Digital twin application

Digital twins are now thought as a digital copy (i.e., virtual representation) of a living entity (e.g., a user), which communicates with that living entity and creates a virtual world. It monitors the living entity to understand and give some feedback to improve the user’s quality of life and wellbeing. That monitoring consists of collecting physiological, physical, and context information about the living entity. However, digital twin’s evolution requires the development of machine and deep learning algorithms that use multimedia data to characterize a user's condition, detect patterns, give suggestions, and make predictions and recommendations. In addition, accurate data collection and signal processing methods are needed, as well as the implementation of effective communication protocols. On the other hand, proposed digital twin solutions must be accurate, thus gaining users’ trust and confidence and have to guarantee security issues to protect user’s privacy [99].
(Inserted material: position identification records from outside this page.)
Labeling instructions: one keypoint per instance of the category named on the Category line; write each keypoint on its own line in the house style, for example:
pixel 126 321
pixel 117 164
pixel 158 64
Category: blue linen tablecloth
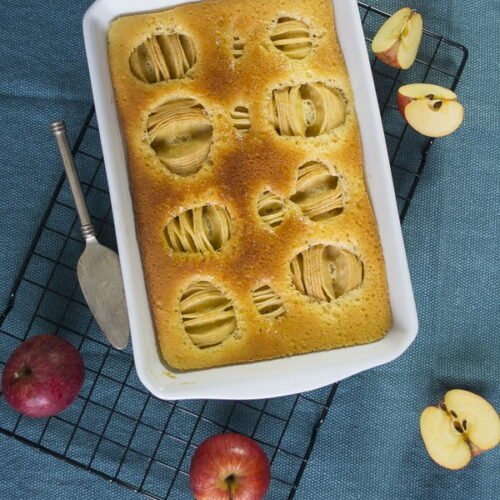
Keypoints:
pixel 369 446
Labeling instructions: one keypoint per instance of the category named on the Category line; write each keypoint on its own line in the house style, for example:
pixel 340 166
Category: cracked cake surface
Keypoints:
pixel 255 228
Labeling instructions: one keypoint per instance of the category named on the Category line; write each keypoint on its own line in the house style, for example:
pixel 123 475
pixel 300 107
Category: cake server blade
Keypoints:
pixel 98 269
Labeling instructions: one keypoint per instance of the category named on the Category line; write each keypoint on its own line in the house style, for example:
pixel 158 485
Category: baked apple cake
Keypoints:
pixel 255 228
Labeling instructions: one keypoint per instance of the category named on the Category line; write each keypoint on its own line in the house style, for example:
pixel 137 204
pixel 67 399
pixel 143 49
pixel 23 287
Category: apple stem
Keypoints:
pixel 230 484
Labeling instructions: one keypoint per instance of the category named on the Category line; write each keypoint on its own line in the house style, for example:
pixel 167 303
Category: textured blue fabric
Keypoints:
pixel 369 446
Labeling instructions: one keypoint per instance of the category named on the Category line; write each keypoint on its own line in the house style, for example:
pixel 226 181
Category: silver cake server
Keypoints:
pixel 98 268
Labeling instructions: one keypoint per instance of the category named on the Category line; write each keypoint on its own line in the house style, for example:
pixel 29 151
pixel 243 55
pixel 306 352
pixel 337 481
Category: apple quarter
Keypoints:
pixel 279 376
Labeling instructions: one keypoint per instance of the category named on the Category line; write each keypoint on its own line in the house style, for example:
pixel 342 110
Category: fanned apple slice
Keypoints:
pixel 398 39
pixel 292 37
pixel 207 314
pixel 318 192
pixel 163 57
pixel 431 110
pixel 199 230
pixel 348 270
pixel 180 133
pixel 329 108
pixel 268 302
pixel 271 209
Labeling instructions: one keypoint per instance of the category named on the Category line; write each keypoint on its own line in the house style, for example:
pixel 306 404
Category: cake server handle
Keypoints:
pixel 87 228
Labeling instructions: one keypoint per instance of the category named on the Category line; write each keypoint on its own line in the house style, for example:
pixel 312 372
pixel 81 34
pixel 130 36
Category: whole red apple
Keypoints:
pixel 229 467
pixel 43 376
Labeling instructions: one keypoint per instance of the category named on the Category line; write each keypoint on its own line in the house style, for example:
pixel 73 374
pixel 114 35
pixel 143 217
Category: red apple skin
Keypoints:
pixel 43 376
pixel 229 455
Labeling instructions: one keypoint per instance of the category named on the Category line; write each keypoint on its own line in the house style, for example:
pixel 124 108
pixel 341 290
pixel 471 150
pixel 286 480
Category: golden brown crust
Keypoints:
pixel 240 166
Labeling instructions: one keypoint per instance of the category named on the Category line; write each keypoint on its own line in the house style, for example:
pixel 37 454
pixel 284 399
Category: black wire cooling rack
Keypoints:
pixel 115 428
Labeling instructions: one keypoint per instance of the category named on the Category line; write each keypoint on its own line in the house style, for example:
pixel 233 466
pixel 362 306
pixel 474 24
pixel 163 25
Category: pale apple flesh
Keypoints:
pixel 431 110
pixel 398 39
pixel 463 426
pixel 478 418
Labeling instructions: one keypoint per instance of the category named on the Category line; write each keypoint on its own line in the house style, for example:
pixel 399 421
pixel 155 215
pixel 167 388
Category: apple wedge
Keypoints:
pixel 431 110
pixel 398 39
pixel 462 427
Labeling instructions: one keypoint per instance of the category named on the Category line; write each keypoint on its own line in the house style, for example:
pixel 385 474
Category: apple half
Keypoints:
pixel 398 39
pixel 463 426
pixel 431 110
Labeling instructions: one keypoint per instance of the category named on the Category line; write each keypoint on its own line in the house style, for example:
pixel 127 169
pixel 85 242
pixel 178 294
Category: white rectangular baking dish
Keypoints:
pixel 266 378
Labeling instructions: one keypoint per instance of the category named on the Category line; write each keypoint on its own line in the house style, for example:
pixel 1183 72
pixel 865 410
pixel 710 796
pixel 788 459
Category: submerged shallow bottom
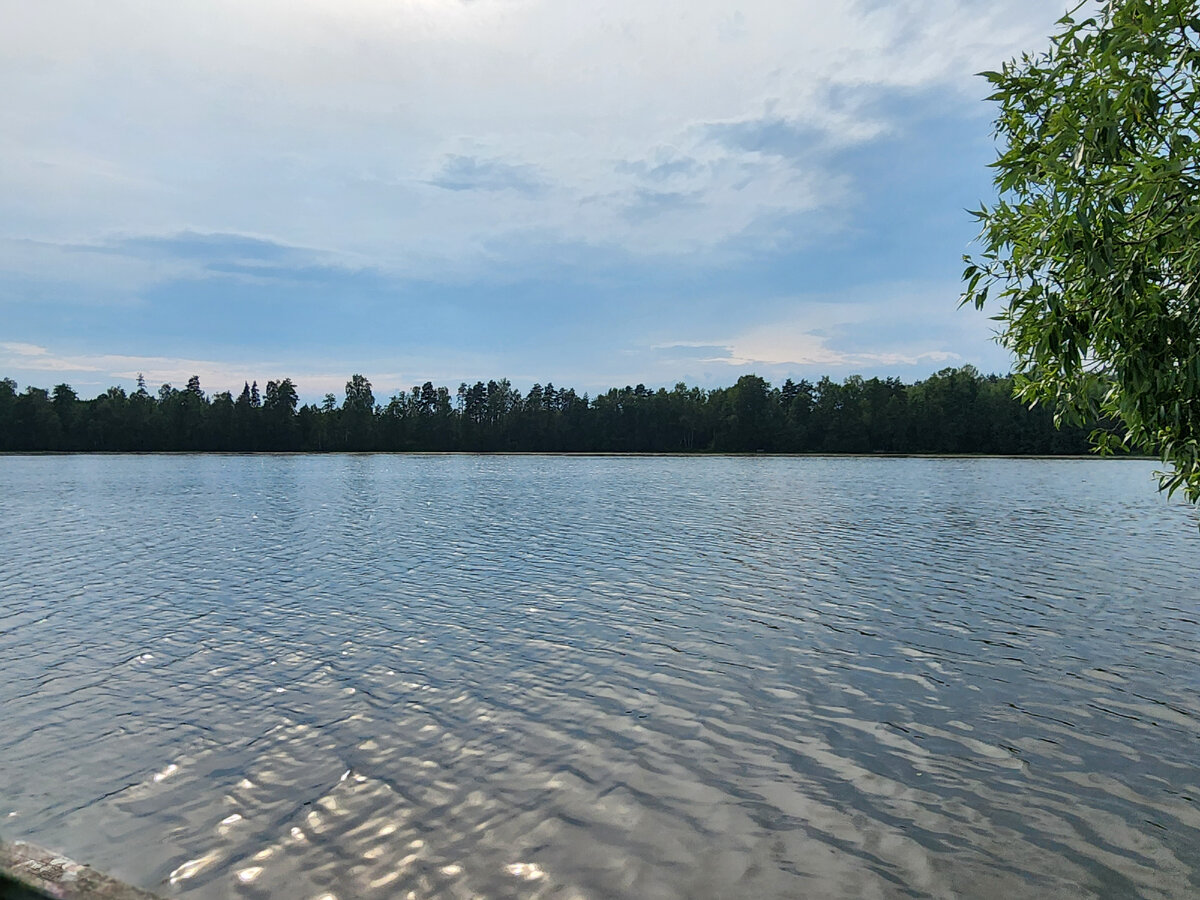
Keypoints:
pixel 366 676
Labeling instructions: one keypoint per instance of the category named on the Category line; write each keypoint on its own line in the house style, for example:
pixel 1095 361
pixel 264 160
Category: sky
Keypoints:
pixel 586 193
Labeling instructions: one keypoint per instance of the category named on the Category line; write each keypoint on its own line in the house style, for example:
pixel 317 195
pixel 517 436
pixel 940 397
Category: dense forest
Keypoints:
pixel 957 411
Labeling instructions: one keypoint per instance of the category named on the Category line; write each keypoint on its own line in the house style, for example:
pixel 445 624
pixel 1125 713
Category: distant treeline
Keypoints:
pixel 957 411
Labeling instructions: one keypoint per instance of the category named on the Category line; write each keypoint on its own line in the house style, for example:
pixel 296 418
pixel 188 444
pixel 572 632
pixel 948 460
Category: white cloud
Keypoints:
pixel 319 123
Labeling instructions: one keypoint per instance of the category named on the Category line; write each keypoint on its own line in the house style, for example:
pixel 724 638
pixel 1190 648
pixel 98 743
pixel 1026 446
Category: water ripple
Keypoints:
pixel 532 677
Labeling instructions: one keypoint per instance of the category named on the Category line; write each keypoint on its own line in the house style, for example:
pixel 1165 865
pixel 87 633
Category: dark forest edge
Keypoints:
pixel 957 411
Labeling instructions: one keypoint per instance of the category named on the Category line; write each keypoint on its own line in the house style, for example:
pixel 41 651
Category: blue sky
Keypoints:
pixel 592 195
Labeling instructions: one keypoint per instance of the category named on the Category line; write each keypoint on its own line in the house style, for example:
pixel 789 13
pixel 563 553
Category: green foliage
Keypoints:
pixel 1093 245
pixel 957 411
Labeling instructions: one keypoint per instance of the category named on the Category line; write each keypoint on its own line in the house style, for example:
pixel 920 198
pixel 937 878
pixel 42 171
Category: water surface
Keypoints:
pixel 539 677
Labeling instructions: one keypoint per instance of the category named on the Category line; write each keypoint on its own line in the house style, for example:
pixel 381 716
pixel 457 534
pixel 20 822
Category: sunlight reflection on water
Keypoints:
pixel 535 677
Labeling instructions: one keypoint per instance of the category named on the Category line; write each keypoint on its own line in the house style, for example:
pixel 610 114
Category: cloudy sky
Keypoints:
pixel 591 193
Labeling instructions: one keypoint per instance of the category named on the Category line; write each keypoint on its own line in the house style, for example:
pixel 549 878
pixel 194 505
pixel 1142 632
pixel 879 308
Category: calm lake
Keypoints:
pixel 653 678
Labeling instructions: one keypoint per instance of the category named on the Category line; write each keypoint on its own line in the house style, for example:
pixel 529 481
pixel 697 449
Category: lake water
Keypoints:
pixel 653 678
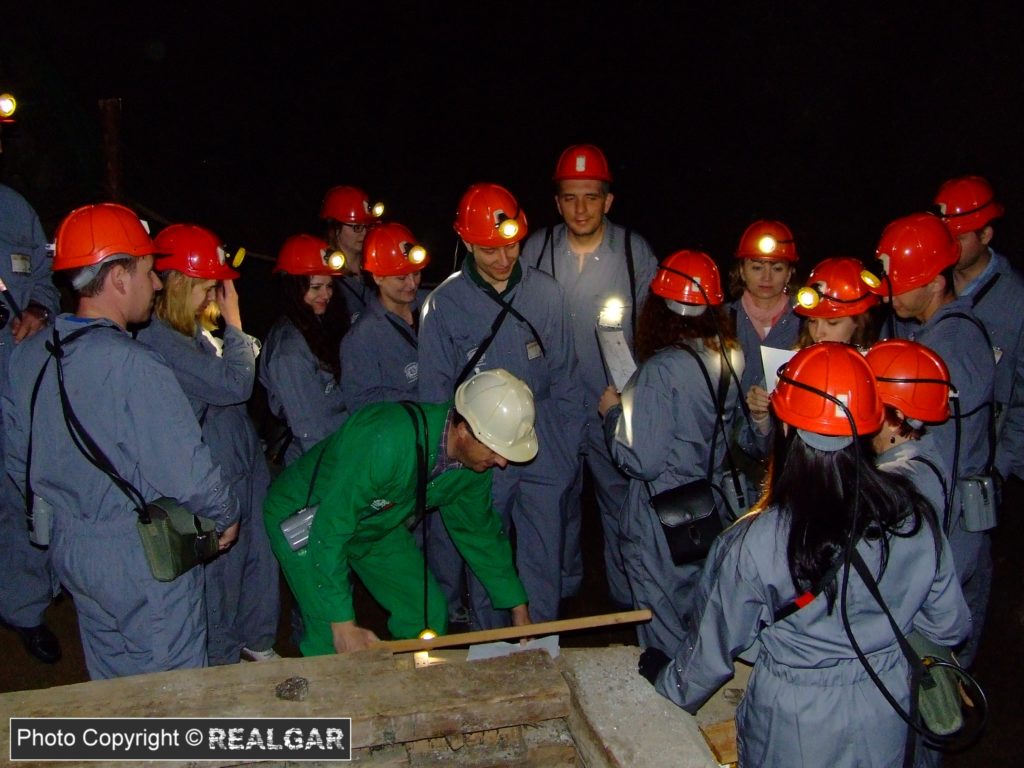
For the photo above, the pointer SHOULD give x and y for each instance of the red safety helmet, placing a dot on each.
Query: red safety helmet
(391, 251)
(583, 162)
(304, 254)
(489, 216)
(835, 289)
(681, 276)
(193, 251)
(838, 370)
(767, 240)
(350, 205)
(92, 233)
(967, 204)
(912, 251)
(911, 378)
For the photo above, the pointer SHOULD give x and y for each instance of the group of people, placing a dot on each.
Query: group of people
(488, 397)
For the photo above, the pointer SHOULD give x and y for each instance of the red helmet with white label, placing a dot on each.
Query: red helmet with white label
(911, 378)
(350, 205)
(967, 204)
(92, 233)
(767, 240)
(835, 289)
(913, 250)
(489, 216)
(390, 250)
(688, 278)
(194, 251)
(304, 254)
(583, 162)
(837, 370)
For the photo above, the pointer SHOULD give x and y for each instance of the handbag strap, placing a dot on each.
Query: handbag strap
(482, 346)
(718, 399)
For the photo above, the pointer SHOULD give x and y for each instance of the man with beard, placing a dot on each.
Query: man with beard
(602, 267)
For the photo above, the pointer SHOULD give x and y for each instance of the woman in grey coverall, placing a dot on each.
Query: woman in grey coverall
(217, 376)
(670, 428)
(300, 366)
(809, 700)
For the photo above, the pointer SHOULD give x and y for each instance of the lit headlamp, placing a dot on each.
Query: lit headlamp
(7, 105)
(810, 296)
(334, 259)
(507, 227)
(415, 254)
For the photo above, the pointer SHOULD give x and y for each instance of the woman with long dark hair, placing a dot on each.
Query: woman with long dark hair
(301, 365)
(670, 428)
(217, 375)
(836, 305)
(810, 700)
(761, 282)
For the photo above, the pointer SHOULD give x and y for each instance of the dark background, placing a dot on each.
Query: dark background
(836, 118)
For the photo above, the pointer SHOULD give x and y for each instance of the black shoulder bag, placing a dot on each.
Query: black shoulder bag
(690, 515)
(174, 540)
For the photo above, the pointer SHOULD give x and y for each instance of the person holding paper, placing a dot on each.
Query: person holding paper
(670, 428)
(761, 282)
(837, 304)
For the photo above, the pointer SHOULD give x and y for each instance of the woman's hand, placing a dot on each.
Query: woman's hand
(348, 636)
(758, 402)
(609, 398)
(226, 539)
(227, 300)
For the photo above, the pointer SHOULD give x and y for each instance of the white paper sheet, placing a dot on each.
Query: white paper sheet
(619, 363)
(773, 358)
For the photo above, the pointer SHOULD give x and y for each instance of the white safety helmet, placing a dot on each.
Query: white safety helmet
(499, 408)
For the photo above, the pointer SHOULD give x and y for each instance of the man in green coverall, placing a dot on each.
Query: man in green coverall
(366, 488)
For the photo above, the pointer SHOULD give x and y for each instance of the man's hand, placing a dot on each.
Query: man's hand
(348, 636)
(227, 538)
(33, 321)
(758, 402)
(609, 398)
(227, 300)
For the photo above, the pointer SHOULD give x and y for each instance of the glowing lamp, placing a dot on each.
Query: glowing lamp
(611, 313)
(870, 279)
(508, 228)
(808, 297)
(7, 104)
(417, 255)
(336, 260)
(767, 244)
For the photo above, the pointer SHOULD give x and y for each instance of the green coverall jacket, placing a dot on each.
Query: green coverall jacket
(366, 488)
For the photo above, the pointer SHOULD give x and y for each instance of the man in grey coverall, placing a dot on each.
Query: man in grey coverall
(604, 268)
(129, 402)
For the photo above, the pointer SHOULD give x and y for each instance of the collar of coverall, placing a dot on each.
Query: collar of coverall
(474, 274)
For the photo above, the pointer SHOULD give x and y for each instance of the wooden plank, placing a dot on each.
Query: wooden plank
(516, 633)
(386, 705)
(495, 749)
(721, 738)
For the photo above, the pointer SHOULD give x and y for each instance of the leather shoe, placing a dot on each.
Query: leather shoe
(40, 642)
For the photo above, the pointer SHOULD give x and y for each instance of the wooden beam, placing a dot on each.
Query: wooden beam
(387, 705)
(515, 633)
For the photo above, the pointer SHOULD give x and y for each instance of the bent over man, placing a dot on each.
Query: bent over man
(365, 481)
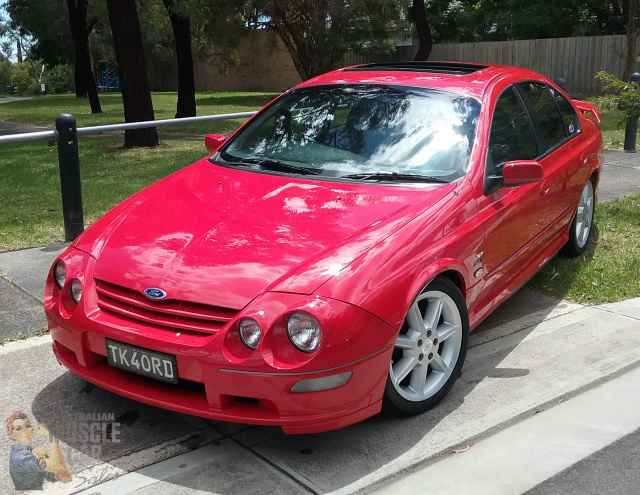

Increasing multimedia data usage (i.e., text, audio, video, and images) in the last years has allowed the development of new research solutions in healthcare applications. Those applications need to address a series of challenges to do an automatic assessment about citizens’ health condition. In this review, we show a summary of proposed healthcare applications that use deep learning techniques and multimedia data. We found that few solutions implement different type of multimedia data, thus being mostly monomedia, which highlights the need of research efforts in the construction of a global solution that can process different type of multimedia data at the same time. We also show the use of deep learning techniques in healthcare applications as well as stand out some challenges that still need to be addressed in the domain of multimedia healthcare applications based on deep learning techniques.